Modern algorithm restriction Rejects connections from very old SSH clients Legacy systems (old RHEL 6, some embedded devices) cannot connect Add legacy algorithms in a Match block for specific source IPs if required.

Failure Modes

Failure Symptom Detection Recovery
CA key compromised Attacker can sign certificates for any user No detection without monitoring certificate usage; unexpected logins in auth log Rotate CA key. Generate new ca_user_key. Update TrustedUserCAKeys on all servers. Revoke all existing certificates.
CA signing service unavailable No new certificates can be issued; users with expired certs lose access Users report “Permission denied”; signing service health check fails Emergency: use break-glass static keys. Long-term: HA signing service or manual signing with the CA key.
Jump host down No SSH access to any internal server Monitoring detects jump host down; users report connection refused Failover to second jump host (configure both in ~/.ssh/config with ProxyJump jump1,jump2).
MaxStartups too aggressive Legitimate connections rejected during busy periods Users or automation report “Connection refused”; SSH metrics show rejected connections Increase MaxStartups values. Stagger deployment scripts to avoid connection bursts.
Session recording fills disk Recording host runs out of storage; tlog starts failing Disk usage alerts on the journal partition; tlog logs errors Ship recordings to external storage (Backblaze #161, Wasabi #162). Implement journal size limits (SystemMaxUse in journald.conf).
Certificate used after employee departure Former employee’s certificate is still valid until expiry Auth log shows login by departed user; certificate was not revoked Add the certificate to the KRL immediately upon departure. Short expiry (8h) limits the window. Automate offboarding to include KRL update.

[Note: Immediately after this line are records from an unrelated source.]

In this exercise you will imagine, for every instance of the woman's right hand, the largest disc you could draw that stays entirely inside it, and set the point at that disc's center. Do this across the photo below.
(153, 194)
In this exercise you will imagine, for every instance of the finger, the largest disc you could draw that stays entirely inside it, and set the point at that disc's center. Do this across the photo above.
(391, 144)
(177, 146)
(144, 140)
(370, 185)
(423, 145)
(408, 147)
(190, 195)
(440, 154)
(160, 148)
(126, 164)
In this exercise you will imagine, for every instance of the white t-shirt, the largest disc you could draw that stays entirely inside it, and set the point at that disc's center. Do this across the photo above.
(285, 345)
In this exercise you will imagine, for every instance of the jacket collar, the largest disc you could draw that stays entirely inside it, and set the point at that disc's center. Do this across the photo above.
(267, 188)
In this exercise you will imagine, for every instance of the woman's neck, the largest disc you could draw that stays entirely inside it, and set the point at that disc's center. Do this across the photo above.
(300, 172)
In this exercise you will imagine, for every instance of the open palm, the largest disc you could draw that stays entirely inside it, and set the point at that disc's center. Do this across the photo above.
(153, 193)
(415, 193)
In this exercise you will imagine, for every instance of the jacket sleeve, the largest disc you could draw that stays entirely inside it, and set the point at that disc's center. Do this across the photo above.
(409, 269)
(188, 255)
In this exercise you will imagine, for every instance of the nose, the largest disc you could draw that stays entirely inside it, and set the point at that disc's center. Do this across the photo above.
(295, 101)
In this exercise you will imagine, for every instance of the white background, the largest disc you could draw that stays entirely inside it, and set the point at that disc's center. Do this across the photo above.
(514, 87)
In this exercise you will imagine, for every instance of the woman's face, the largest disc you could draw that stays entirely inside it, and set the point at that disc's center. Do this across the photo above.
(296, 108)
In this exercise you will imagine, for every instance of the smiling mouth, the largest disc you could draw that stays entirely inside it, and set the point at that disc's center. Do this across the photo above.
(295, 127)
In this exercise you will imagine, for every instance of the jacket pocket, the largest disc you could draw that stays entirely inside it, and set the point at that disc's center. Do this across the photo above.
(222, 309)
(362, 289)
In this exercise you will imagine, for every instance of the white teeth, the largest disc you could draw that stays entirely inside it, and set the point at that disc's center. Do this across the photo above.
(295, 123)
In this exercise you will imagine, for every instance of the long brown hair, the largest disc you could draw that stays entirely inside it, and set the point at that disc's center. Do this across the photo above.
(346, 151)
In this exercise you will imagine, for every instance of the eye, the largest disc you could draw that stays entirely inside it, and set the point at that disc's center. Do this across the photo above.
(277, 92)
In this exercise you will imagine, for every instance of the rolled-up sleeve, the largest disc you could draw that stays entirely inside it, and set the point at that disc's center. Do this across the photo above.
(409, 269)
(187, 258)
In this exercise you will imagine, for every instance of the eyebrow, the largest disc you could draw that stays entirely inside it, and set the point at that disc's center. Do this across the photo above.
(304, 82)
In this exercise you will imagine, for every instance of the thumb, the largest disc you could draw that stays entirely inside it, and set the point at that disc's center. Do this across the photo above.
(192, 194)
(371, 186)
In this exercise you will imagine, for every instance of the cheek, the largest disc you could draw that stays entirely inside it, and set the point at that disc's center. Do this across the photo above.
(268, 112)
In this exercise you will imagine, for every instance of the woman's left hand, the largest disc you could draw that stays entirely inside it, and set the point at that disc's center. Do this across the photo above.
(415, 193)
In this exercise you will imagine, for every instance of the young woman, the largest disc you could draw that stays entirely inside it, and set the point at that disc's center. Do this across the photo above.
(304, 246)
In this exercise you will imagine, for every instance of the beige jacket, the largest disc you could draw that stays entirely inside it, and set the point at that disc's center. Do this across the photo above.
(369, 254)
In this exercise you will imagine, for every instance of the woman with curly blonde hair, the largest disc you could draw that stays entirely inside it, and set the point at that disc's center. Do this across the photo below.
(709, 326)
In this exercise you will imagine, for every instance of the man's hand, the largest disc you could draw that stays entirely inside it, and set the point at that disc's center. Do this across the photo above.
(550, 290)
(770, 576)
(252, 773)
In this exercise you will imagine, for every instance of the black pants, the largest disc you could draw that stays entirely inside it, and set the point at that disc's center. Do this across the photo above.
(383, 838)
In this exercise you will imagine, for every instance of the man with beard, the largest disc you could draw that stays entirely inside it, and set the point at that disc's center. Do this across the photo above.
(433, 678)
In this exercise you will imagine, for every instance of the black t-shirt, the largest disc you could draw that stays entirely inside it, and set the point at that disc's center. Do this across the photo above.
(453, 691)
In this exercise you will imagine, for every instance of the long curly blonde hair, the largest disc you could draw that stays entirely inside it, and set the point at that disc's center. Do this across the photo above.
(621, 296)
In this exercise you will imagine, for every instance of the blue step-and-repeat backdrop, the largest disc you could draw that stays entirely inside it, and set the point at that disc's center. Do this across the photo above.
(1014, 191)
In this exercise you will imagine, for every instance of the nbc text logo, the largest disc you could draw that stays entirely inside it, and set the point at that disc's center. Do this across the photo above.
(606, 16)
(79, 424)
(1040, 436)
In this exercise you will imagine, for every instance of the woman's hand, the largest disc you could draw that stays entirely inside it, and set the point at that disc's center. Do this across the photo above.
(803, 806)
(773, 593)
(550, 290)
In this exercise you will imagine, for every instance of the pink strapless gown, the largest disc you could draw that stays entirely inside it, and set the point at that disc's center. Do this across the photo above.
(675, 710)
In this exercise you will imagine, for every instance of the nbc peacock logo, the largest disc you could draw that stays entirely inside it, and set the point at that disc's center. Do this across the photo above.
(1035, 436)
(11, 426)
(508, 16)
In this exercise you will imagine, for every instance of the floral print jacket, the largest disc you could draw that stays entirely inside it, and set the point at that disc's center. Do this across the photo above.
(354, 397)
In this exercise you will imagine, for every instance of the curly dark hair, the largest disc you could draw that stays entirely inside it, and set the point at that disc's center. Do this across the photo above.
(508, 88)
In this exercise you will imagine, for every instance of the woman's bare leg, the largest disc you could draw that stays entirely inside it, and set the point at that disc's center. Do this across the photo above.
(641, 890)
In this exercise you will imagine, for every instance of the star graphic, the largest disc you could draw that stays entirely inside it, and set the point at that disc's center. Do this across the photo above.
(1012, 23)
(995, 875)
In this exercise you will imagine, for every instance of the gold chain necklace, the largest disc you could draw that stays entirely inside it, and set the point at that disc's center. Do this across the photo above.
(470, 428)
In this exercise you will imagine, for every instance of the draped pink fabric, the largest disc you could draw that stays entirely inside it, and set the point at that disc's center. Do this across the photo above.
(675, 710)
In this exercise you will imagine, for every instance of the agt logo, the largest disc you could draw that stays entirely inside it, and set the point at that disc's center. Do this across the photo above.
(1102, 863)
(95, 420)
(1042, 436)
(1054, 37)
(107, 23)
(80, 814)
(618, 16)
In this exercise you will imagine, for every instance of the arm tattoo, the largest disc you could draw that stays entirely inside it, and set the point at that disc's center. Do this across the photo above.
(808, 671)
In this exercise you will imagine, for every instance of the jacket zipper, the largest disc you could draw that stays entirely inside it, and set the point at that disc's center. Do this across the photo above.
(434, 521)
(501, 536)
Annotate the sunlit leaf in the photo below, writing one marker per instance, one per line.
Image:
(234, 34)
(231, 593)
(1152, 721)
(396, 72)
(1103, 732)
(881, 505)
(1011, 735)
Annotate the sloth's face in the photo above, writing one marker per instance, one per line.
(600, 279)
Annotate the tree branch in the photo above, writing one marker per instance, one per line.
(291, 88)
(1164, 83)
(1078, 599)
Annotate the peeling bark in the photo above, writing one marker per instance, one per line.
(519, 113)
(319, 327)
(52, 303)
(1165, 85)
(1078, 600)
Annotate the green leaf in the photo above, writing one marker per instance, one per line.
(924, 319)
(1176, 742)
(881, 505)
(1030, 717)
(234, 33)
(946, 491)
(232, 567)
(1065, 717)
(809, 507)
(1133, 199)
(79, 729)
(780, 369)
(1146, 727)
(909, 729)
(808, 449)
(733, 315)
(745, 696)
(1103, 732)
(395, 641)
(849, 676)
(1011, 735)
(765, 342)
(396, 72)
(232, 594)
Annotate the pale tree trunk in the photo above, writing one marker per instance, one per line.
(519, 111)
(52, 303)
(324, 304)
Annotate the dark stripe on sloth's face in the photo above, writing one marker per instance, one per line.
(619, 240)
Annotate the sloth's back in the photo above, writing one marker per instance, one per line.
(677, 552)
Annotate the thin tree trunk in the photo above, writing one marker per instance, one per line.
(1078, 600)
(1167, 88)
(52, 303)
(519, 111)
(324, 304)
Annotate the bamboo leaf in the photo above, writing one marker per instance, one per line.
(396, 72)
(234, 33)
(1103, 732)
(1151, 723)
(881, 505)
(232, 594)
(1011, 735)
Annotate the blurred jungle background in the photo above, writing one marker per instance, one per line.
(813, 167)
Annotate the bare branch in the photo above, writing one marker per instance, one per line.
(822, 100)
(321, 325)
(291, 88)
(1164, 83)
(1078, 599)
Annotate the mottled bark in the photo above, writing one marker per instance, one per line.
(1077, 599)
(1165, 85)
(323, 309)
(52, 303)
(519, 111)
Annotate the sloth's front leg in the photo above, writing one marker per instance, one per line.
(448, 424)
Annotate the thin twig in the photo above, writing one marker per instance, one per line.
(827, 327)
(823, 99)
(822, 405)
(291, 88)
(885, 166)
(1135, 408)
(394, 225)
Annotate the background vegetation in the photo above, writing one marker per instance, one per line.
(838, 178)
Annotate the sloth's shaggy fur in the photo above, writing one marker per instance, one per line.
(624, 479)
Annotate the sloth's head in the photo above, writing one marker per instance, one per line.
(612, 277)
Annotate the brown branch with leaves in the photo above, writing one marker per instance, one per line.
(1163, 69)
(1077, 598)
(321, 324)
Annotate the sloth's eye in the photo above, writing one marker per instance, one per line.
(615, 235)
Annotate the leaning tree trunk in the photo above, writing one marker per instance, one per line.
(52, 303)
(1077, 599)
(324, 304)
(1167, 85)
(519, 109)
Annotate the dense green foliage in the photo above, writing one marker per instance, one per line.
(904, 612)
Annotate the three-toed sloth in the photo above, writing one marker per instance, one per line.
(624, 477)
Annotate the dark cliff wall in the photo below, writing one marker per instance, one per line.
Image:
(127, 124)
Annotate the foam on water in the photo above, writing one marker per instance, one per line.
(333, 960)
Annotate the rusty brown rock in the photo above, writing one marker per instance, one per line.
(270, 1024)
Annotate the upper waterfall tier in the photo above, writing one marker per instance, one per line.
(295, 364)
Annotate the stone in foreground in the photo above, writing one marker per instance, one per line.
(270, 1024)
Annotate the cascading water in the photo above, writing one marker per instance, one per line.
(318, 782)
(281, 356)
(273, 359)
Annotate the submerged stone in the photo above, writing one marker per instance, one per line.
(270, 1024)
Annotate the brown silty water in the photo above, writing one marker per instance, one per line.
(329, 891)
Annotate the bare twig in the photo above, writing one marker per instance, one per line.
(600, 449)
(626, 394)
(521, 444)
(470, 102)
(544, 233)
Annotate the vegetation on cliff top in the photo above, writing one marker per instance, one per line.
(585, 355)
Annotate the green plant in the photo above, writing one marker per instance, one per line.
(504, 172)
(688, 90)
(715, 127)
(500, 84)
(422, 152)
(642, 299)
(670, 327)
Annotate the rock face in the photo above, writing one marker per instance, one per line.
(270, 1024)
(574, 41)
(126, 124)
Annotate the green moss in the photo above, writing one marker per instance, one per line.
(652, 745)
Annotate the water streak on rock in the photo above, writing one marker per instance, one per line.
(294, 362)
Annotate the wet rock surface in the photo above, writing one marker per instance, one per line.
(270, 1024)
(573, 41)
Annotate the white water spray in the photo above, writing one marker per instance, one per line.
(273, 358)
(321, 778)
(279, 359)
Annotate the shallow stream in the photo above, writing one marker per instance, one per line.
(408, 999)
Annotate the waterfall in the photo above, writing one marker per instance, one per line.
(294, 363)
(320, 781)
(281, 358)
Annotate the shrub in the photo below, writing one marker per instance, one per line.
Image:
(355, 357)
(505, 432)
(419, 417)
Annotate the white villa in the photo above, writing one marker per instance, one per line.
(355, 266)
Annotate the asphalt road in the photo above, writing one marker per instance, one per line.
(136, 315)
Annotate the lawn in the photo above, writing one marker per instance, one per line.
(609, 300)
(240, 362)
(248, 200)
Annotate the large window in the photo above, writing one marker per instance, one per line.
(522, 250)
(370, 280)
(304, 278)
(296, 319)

When to Consider a Managed Alternative

Transition point: When your team exceeds 5 regular SSH users and managing the CA, signing workflow, session recording storage, and KRL becomes operational overhead exceeding 4 hours per month.

Recommended providers:

  • Teleport (#41): Free OSS Community Edition provides SSH CA, session recording, audit logging, and RBAC in one tool. Manages the entire certificate lifecycle including automatic short-lived certificate issuance integrated with SSO. Enterprise edition adds FedRAMP compliance and enhanced session recording. This is the most complete SSH security platform.

  • Smallstep (#43): Free step-ca provides a lightweight SSH CA that issues short-lived certificates. Integrates with existing identity providers (OIDC, LDAP). Smallstep managed CA removes the operational burden of running and backing up the CA. Better for teams that want SSH certificates without adopting a full platform.

  • Tailscale (#40): Mesh VPN with SSO/MFA-integrated SSH that can replace bastion architecture entirely. Every host gets a stable WireGuard address within your Tailscale network. SSH over Tailscale means no jump host needed and no SSH exposed to the public internet. Free for personal use (100 devices), paid for teams.

What you still control: sshd_config hardening (algorithm selection, forwarding restrictions, connection limits) applies regardless of whether you use a managed CA or self-managed. The managed solutions handle certificate lifecycle; the sshd configuration remains your responsibility.

Architecture decision: Teleport/Smallstep for certificate-based SSH with session recording. Tailscale for eliminating public SSH exposure entirely. These are complementary. Tailscale provides the network layer, Teleport provides the access layer.